Shara's post got me thinking about my path in early childhood education which I wanted to take just a moment and share a few highlights with you...
My first experience teaching young children was at age 14. I was thrown into a 3 to 5 year old preschool Vacation Bible School classroom because no one else wanted the job. So I took it on. The church was located in the inner city of Houston, Texas and on the first day of class, only one child that came knew how to speak English. The rest of the children were Laotian or Hispanic and I loved it. I couldn't spell anyone's name correctly or speak a word of their language but there was no question to these kids that I had immediately fallen in love with every one of them. And I knew that they had fallen in love with me. At the end of the two-week class, I had 64 preschoolers, attending my class. I know this is hard to believe - but believe it! My mom reads my blog so she will tell you when I am fudging:)
I think back on my first experience in preschool and despite the language barrier, despite my lack of early childhood education, and despite the fact there was a ratio of 1 teacher to every 20 preschoolers, I was madly in love with my students. I partnered up with a couple of missionaries and continued to teach the kids, while the missionaries worked with their parents, each week until I moved away from Houston at age 16.

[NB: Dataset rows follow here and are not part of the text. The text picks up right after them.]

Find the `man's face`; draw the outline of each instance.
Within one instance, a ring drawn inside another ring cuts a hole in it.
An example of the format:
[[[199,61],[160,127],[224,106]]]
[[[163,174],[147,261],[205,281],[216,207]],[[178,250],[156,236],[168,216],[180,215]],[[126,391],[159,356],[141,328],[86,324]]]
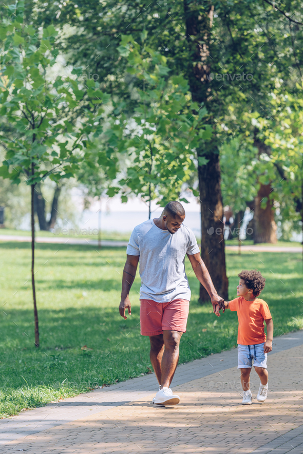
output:
[[[183,216],[177,215],[175,217],[173,217],[173,216],[168,215],[167,216],[164,216],[163,217],[164,225],[172,235],[174,235],[179,230],[185,218],[185,215]]]

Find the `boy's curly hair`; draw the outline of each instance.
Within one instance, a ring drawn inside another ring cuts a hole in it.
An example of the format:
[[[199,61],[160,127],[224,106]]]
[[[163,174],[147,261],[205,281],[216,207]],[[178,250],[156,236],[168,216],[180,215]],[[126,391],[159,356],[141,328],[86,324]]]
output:
[[[265,287],[265,278],[256,270],[243,270],[238,276],[243,280],[248,289],[253,291],[254,296],[258,296]]]

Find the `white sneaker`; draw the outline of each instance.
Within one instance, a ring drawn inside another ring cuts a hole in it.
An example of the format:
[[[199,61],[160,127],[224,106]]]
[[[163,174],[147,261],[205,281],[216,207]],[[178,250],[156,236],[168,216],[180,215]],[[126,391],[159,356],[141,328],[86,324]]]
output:
[[[170,388],[165,387],[158,391],[154,403],[156,405],[176,405],[179,402],[180,397],[176,394],[173,394]]]
[[[268,383],[266,385],[260,384],[260,388],[259,388],[259,392],[257,396],[257,400],[258,402],[263,402],[266,400],[267,397],[267,392],[268,391]]]
[[[252,400],[253,396],[252,395],[252,392],[250,389],[249,389],[248,391],[243,391],[243,400],[242,401],[242,405],[249,405],[252,403]]]
[[[160,388],[161,388],[161,385],[159,385],[159,391],[160,391]],[[153,400],[152,400],[152,403],[153,403],[153,404],[155,403],[155,399],[156,399],[156,396],[155,396],[154,398],[153,398]]]

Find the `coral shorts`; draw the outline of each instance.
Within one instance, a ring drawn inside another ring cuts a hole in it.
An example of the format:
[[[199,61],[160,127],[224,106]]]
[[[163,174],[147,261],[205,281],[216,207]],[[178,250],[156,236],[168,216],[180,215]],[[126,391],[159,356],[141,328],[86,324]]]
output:
[[[141,299],[140,302],[142,336],[162,334],[164,330],[185,332],[190,310],[190,301],[187,299],[174,299],[167,302]]]

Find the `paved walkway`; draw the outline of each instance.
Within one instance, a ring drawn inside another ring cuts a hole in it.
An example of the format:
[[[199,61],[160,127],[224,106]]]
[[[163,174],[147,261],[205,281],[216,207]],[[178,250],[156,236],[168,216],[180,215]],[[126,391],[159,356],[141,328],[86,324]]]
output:
[[[151,374],[2,420],[1,452],[302,454],[303,330],[275,338],[273,346],[263,404],[253,371],[253,404],[241,405],[234,349],[179,366],[175,407],[151,404]]]
[[[89,237],[87,237],[89,238]],[[37,236],[35,241],[37,243],[56,243],[60,244],[90,244],[91,246],[98,246],[97,240],[85,239],[83,238],[75,238],[70,237],[48,237]],[[17,235],[0,235],[0,241],[25,241],[29,242],[31,241],[30,236],[21,236]],[[127,246],[127,241],[117,241],[107,240],[102,240],[101,241],[102,246],[113,246],[121,247]],[[230,251],[239,250],[238,246],[225,246],[225,249]],[[250,246],[246,245],[241,246],[241,250],[255,251],[260,252],[302,252],[302,248],[299,246],[258,246],[252,244]]]

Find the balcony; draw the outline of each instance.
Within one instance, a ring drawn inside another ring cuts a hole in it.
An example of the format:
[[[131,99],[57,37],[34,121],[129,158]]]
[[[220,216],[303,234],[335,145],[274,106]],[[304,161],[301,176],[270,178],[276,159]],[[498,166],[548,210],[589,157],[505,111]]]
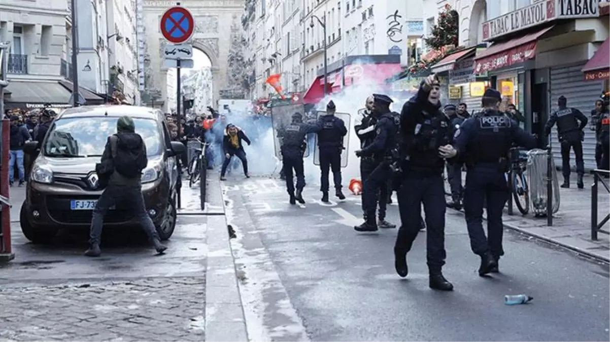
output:
[[[59,74],[66,80],[72,80],[72,65],[64,60],[62,60],[62,66],[59,68]]]
[[[27,74],[27,55],[9,55],[9,74]]]

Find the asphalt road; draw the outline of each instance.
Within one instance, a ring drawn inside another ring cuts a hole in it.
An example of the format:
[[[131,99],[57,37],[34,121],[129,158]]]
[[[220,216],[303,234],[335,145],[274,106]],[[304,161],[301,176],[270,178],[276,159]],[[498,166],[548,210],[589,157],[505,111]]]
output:
[[[507,231],[501,273],[479,277],[463,215],[448,211],[444,273],[455,291],[440,293],[428,286],[425,232],[401,280],[396,229],[352,228],[359,198],[322,205],[310,186],[307,203],[290,206],[279,180],[231,178],[225,202],[253,341],[610,341],[608,265]],[[388,220],[397,214],[391,206]],[[534,300],[504,305],[522,293]]]

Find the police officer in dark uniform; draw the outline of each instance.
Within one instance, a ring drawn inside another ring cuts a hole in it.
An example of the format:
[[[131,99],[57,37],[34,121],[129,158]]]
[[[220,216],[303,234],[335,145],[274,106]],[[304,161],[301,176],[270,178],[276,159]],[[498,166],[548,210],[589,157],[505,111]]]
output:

After moving to Indiana, I taught, directed, and wrote curriculum for a childcare center here in Indianapolis. I didn't go to college until years later. Now I have an associate degree in ECE, a bachelor degree in Human Services and Management, and a master degree in ECE.
But you need to know that my beliefs and practices in early childhood education are firmly rooted in what I learned during those early years of experience. College has given me new tools and understanding of education in the early childhood field but college didn't make me a good teacher. I became a good teacher (and I admit that I think I am a good teacher) by investing my time in the classroom.
Do you want to teach preschool?
Let me encourage you to read Shara's article so you can see what you will be getting yourself into but then let me encourage you to just get started.
- Teaching preschool is not an easy job but it is one of the most rewarding careers one can have.
- Teaching preschool requires skill, passion, and a genuine concern for the best interest of the children in your care.
- Teaching preschool demands your time, attention, and creativity.
- Teaching preschool is about bonding with children, loving children, and helping children develop a love for learning.